They say that history tends to repeat itself. That’s happening in the housing market right now—except it’s actually worse than the disastrous crash of 2008 in some ways, according to a Goldman Sachs analysis.
Mortgage rates are at their highest levels in more than two decades at nearly 7.5%, and home prices continue to creep upward because of decades of underbuilding and the resultant lack of houses. For the second quarter of 2023, the average sale price in the U.S. hit nearly $500,000, according to the Census Bureau, nearly double the price of homes at the time that the housing bubble burst in 2008.
Roger Ashworth, a managing director at Goldman Sachs, looked at the housing crash that sparked the Great Recession 16 years later, and found most things in a “much stronger position”—with the major exception of affordability.
“While housing and more generally consumer fundamentals are in a much stronger position today, affordability for the incremental buyer is worse than it was at the peak in 2006 before the crash,” he wrote in a credit strategy research paper released Tuesday. “Absent any negative shocks to the broader economy that would either boost excess supply of homes on the market or fuel an uptick in unemployment, we continue to expect home prices to rise at a slow pace.”
The Wall Street bank is far from alone in its withering assessment of housing costs. The Atlanta Fed found that housing affordability has deteriorated beyond 2006 levels in its Home Ownership Affordability Monitor, which tracks factors including median home prices, median income, mortgage rate, monthly principal and interest payments, and the average percentage of income spent on mortgages.
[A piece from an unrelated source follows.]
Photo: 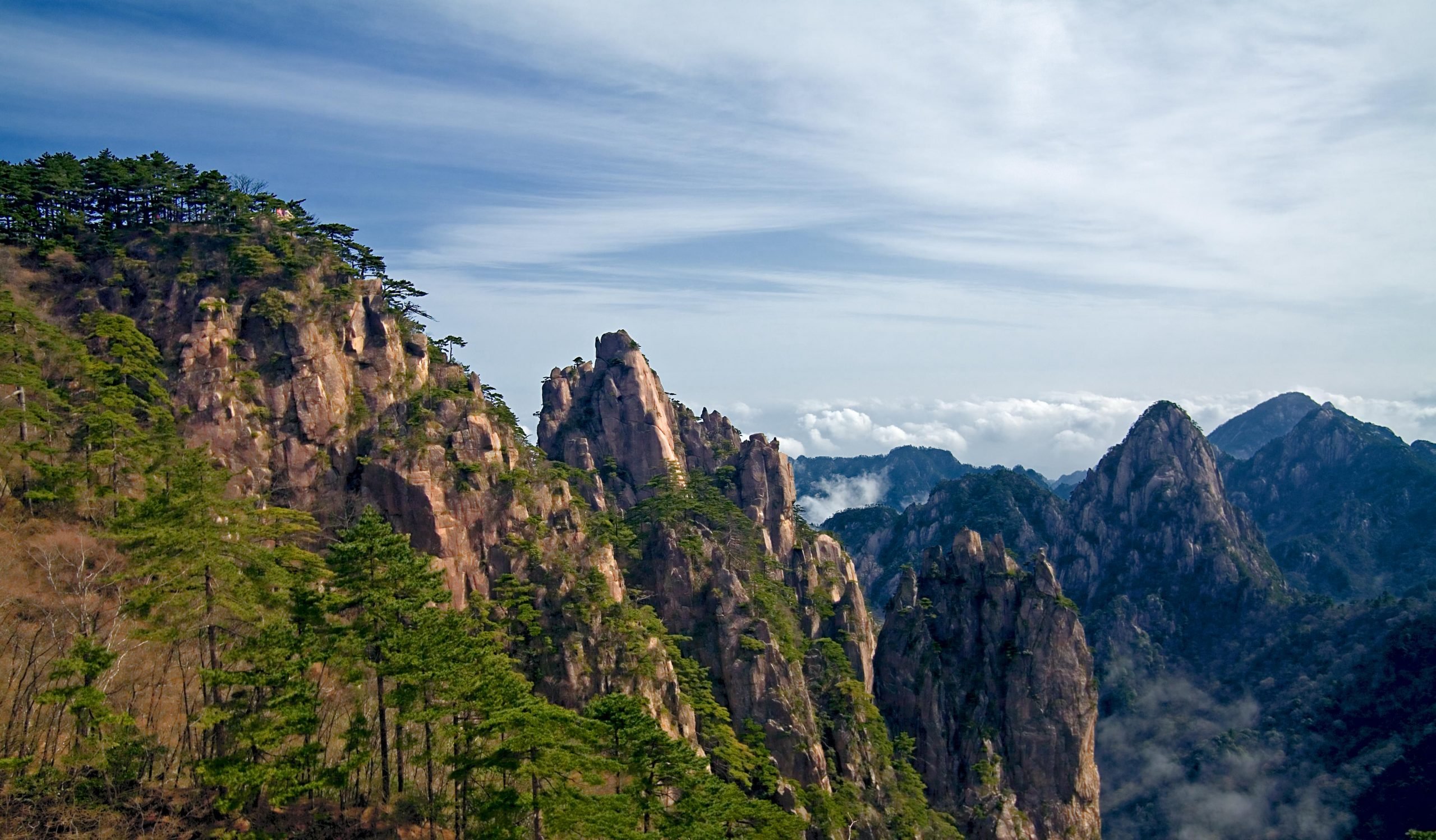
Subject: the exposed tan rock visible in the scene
[538,332,890,804]
[876,530,1102,838]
As of July 2023, housing affordability had dropped nearly eight percentage points year-over-year—and remains more than 31 percentage points below the threshold considered widely accessible.
By the end of this year, we’ll see home prices rise by 1.8%, with a 3.5% increase by the end of 2024, Ashworth predicted in the paper titled, “U.S. Housing market crash turns not-so-sweet 16.” Ashworth has been studying mortgage-backed securities and the real estate market for more than a decade, most recently with Citi. He joined Goldman in July, according to eFinancialCareers. Ashworth did not respond to Fortune’s request for further comment on the research paper.
Although there’s still reason to be concerned about housing affordability, a lot has changed since 2008, when Fannie Mae and Freddie Mac were placed under conservatorship by the U.S. government—and the major challenges facing the housing market today differ from before.
For one, two decades ago, products like zero-down-payment mortgages and taking out cash from a home’s equity helped more Americans buy property, boosting real estate prices at the time of the last crisis. Today, prices are high because there are much fewer homes for sale. Indeed, housing housing inventory levels are near historic lows. Between September 2018 and September 2023, the average number of homes on the market dropped a whopping 60% to below 700,000 active listings, according to Realtor.com.
“The current low home inventory could help explain why home prices appear to be resilient despite the challenging affordability environment we find ourselves in,” Ashworth wrote. But in the 2004 to 2009 period, home supply started growing while home price appreciation slowed, he noted: “Not only was the months’ supply of homes high, there was also a buildup in ‘shadow’ inventory of homes of borrowers facing foreclosure even before job losses started.”
Today, we’re seeing mortgage rates and home prices climb in tandem—a brutal storm for would-be homebuyers who find themselves priced out. During the last crash, higher loan payments started to translate into weaker home prices, which isn’t the case today.
“[U]nlike the turn of the millennium, house prices today are rising alongside mortgage rates, primarily due to low inventory,” Sam Khater, Freddie Mac’s chief economist, said in a statement released Sept. 29. “These headwinds are causing both buyers and sellers to hold out for better circumstances.”
Unfortunately for those would-be buyers, Ashworth, along with many other real estate economists and experts, doesn’t expect better deals any time soon. Without a boost in home supply, an uptick in unemployment, or a drop in mortgage rates, Goldman holds to its projection that home prices will continue to climb into next year.
“Now that interest rates have reversed course and are now far higher, affordability for the incremental home buyer is more challenged than during the 2004-07 period,” Ashworth wrote. “We continue to expect home prices to rise at a slow pace over the medium term.”